Além da liberdade, autonomia também é algo que se conquista quando se assina o que se canta. “E eu adoro poder ter participado de todo o processo do disco e poder resolver fazer um show de sanfona e voz se for preciso.” Ser cantora da própria obra, ela diz, é “um ato de resistência”.
Haveria mais muros a serem derrubados se Irene Atienza não tivesse a força que tem demonstrado ter desde que chegou da Espanha para cantar samba na Lapa do Rio. Mulher influenciada no berço da cidade de Santander pelo flamenco genético, seu canto equilibra a lágrima e a solidez emocional em um timbre raro, forte, grave. O álbum autoral que acaba de lançar é Salitre, com um dueto arrebatador de Grãos de Sal, ao lado de Lenine. Ao todo são sete músicas autorais, em espanhol e português, e mais quatro versões que contam dos países por onde passou. Espanha (Peces de Ciudad, de Joaquín Sabina), Brasil (El bien del mar, Dorival Caymmi), Argentina (Piedra y Camino, de Atahualpa Yupanqui) e Cuba (Demasiado, de Silvio Rodríguez). A origem de seu processo de composição pode ser considerada “invertida”. “Eu escrevia poesias com 8 anos. Fui buscar logo cedo na composição o que eu gostaria de falar.”

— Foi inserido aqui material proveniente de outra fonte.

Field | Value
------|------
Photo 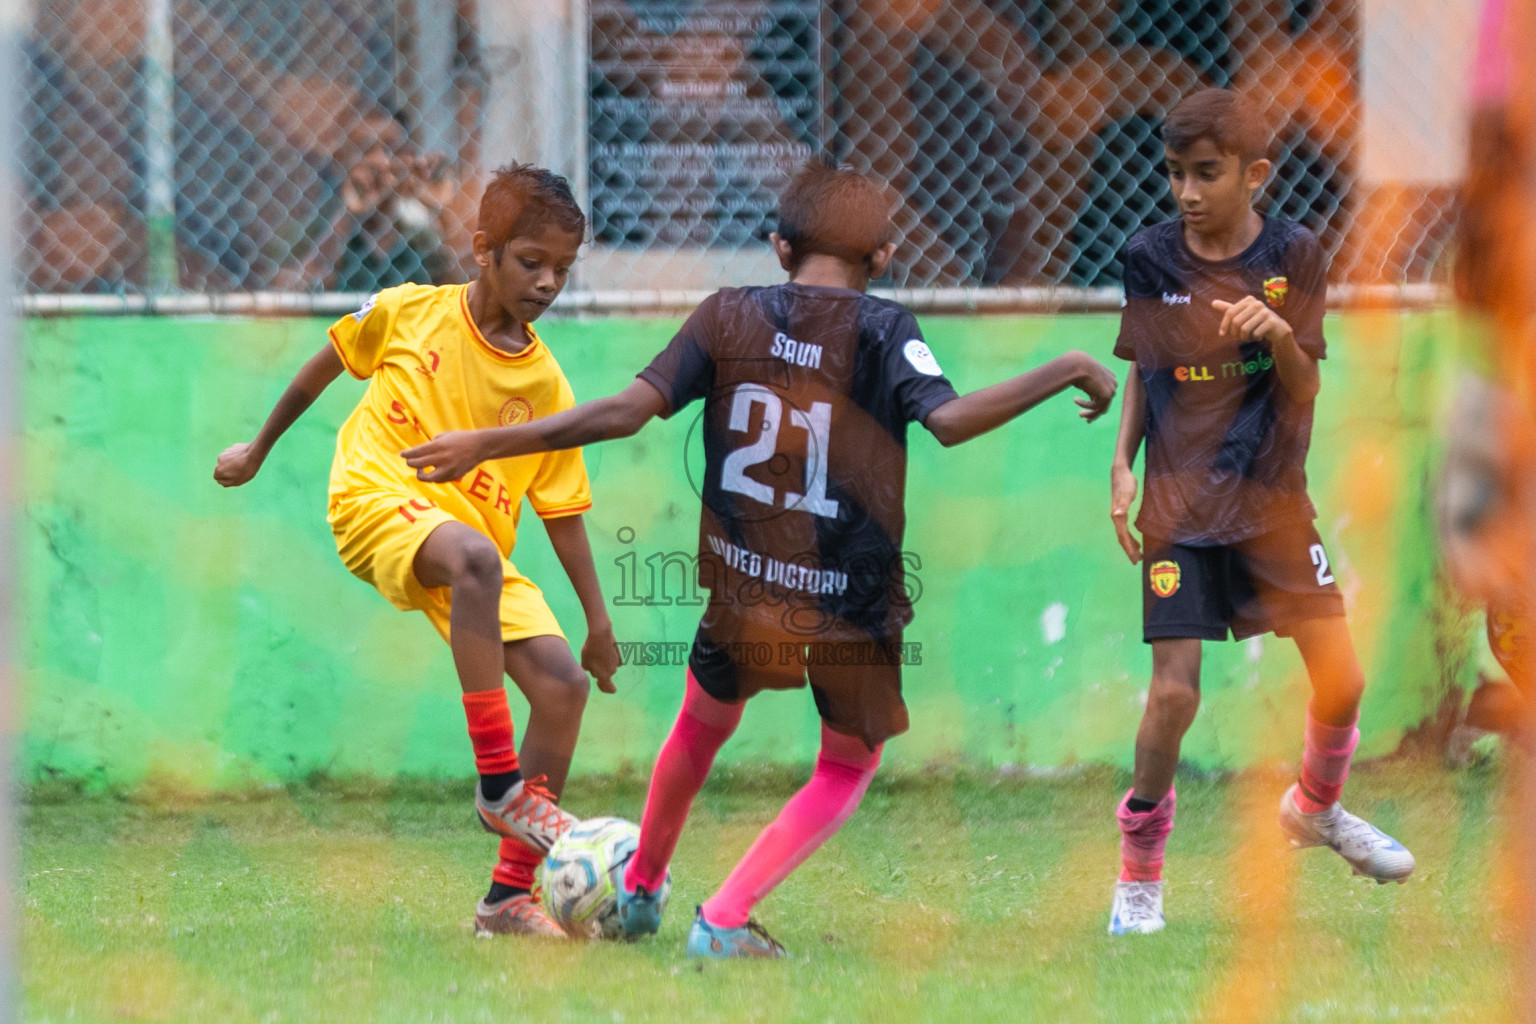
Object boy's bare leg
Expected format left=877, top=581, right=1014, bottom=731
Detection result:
left=1133, top=638, right=1203, bottom=801
left=1289, top=616, right=1365, bottom=727
left=413, top=522, right=506, bottom=694
left=1112, top=637, right=1201, bottom=934
left=504, top=635, right=591, bottom=798
left=1288, top=616, right=1364, bottom=812
left=490, top=635, right=592, bottom=901
left=412, top=521, right=575, bottom=860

Um outro caminho levou a paulistana Dani Gurgel para a composição. Ela vem sobretudo do jazz, e isso explica seu pensamento instrumental mesmo quando faz canção. Sua voz não tem a formatação das cantoras clássicas. Ela é limpa e curta na extensão, mas está ali como se fosse mais um instrumento em meio aos outros músicos. Zimbadoguê é cheia de suingue, de prosódia ligeira e improvisos estonteantes de Clube da Esquina. A outra canção do mesmo EP chamado Ruídos é Na Frente.
Dani, filha da pianista Débora Gurgel, conhece bem a história. Não basta ser bom quando se é mulher na música, é preciso provar “O mundo dos músicos ainda é muito preconceituoso”, ela diz. As máximas criadas pelos instrumentistas que se referiam às cantoras nos anos 60 pejorativamente como “canários” não estão enterradas. “Cantar é coisa de quem não sabe música”, eles diziam. Imaginem se soubessem que as composições não parariam em Dolores Duran, Maysa, Rita Lee, Joyce, Fátima Guedes… “As cantoras são testadas por músicos que querem saber se elas sabem o compasso de tal nota específica. Algumas podem não ter estudado, mas podem ser também as pessoas que mais sentem a música naquela sala ali. O preconceito se alimenta de coisas bestas.”